Thursday, May 27, 2010

He'll be fine, right?

Silence.

Then:

The crunch of gravel under his tires.

The clinking-gurgling-car-winding-down noises once he kills the ignition.

The heel-toe, heel-toe, of exhausted steps — just one set — up to the house.

The jingling of keys while he fumbles in the dark for the door.

The usually-barely-audible-but-suddenly-deafening whirr of microscopic fans in household electronics.

Then:

Silence.

* * *

Bryan stayed home sick Tuesday while I was here at work. We were talking on the phone, when suddenly the dogs (ohbtw, we got another one) started barking like crazy and I heard sirens. He said, "I have to go."

The two of us are, by 20 years or so, the youngest residents on the eastern end of our long block. Most others are in various stages of retirement, or have crazy 12-hour/3-day schedules. And Bry was home, battling a cold.

So I was the only one not around when the fire trucks and ambulances came for Bonnie, our next-door neighbor who, days after we moved in, brought over a tray of brownies. Then a little while after that, Girl Scout cookies (she's been a troop leader for almost 30 years, you know). Then just last week she and I spent an hour talking through the fence about camping, baseball and my hated (HATED) maple seedlings.

Don't worry: Bonnie's fine, or will be soon. Apparently, she had some kind of scary episode related to her diabetes (and probably not helped by the heat, now that I think about it), and was taken to a hospital. According to Bry, the crazily-scheduled-chemical-plant-worker-neighbors along our other fence drove Bonnie's husband, Jim, to the hospital.

I got home around 7, and Jim's car was gone. When I walked the dogs sometime well after midnight, it was back in its spot in front of their house. A desk lamp was on in the living room, but the house was otherwise dark.

With startling immediacy and emotion, that scene brought me back to October 2004. My husband of five weeks was in a coma after a car accident that killed his three friends. I knew he was in great hands at the hospital — not that there's a whole lot you can do for someone in a coma, most of the time, other than wait. His sister, whom I adore to this day, had flown in from Connecticut. His mom and aunt, too. After the first day or two, time spent at the hospital was actually not so painful — tons of friends brought food, the nurses and doctors were exceptionally brilliant and kind, and his corner ICU room had a killer view of the Salt Lake Valley and southern Wasatch Front. And a former coworker was running the 24-hour Starbucks in the hospital lobby — there were substantial discounts. Honestly, time at the hospital was OK.

Then I'd go home.

I only lost it one time, around 2 a.m. while waiting for the light at Foothill Drive and Sunnyside. That was the only time I wondered why... And the tough-girl side of me is inclined to chalk up that instance to sleep deprivation, nothing more.

But going home night after late night — alone — was truly awful. I hadn't reflected on it much over the years, not until I saw the little lamp glowing next door. The silence was the worst. The incidental noises and rustlings that I'd not noticed through two years of daily life with M — they were gone. It was like stepping into a place where time had stopped. M wasn't at work. He wasn't traveling. There would be no greeting, welcoming, door-opening. Not for a while, anyway.

Like Bonnie, M is pretty much fine these days. We talk a couple of times a month; he just got a full-time job (essentially, one identical to the one he had planned to start a week after the accident). He's dated a few people, but mostly hangs out with ourhis dog.

But walking in the door to silence... I think that fundamentally altered me, on some microcellular-subconscious-something level.

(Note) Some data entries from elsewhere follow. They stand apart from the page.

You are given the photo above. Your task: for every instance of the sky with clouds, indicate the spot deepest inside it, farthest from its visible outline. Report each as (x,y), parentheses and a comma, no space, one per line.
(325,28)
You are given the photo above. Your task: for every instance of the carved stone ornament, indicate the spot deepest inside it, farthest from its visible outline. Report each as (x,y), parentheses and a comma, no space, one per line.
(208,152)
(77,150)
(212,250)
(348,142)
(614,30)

So I couldn't help but feel for my neighbor, Jim, knowing that he came home — alone — Tuesday night. I guess I'm a little worried about the guy: She has always seemed to be the sturdy one, the one who deals with people well. Oh, he and Bonnie aren't frail or anything, and they have lots of family and friends that will help with anything they need. But I couldn't ignore my visceral reaction to the scene. And it has stuck with me for days.

So I ask those reading this to keep Jim (and Bonnie too, I suppose, though I'm less worried about her) in their thoughts or prayers or good vibes sent into the ether as teeth are brushed in the morning. Because I really want him to be fine.

1 comment:

  1. Yikes, C, awful story, and what stuff it's brought up for you. Yes... the coming home. My mom was in and out of nursing units for a while, and coming home was almost worse. We knew she wouldn't make it, and having her home was like pretending things would be fine. Without the distractions of others being around, you're just faced with the truth.